Nigerian Militant Leader, Henry Okah Convicted in South Africa on Terrorism
A South African court convicted Nigerian militant leader Henry Okah on 13 counts of terrorism, including a bomb attack that killed 12 people, a spokeswoman for the National Prosecuting Authority said.
Okah will be sentenced at the South Gauteng High Court in Johannesburg on Jan. 31, spokeswoman Phindi Louw said in a phone interview today. Okah refused to testify in court, leaving evidence against him uncontested, she said.

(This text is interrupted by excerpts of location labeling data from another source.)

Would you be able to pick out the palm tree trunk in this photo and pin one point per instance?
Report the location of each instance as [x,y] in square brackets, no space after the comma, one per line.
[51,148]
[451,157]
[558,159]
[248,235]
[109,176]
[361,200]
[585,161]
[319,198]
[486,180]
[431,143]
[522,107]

Okah was found guilty of planning car bomb attacks in 2010 in Abuja, Nigeria’s capital, close to where President Goodluck Jonathan was celebrating Nigeria’s 50 years of independence. South African law allows trials of alleged terrorists arrested or resident in the country no matter where their alleged acts were committed.
The Abuja bombing was claimed by the Movement for the Emancipation of the Niger Delta, the main rebel group in the southern Niger River delta, which is home to the country’s oil and gas industry. Nigeria is Africa’s biggest oil producer and the fifth-biggest source of U.S. oil imports.
Nigeria’s government accuses Okah of being the leader of MEND, which said it was fighting for a greater share of oil revenue for the region. Thousands of fighters have since dropped their weapons and accepted a government amnesty.
Nigerian Minister of Information Labaran Maku and presidential spokesman Reuben Abati didn’t immediately respond to phone calls and text messages seeking comment.
While Okah has denied being involved in the Abuja blasts and leading MEND, he has said he commands the support of many armed groups in Nigeria’s oil region.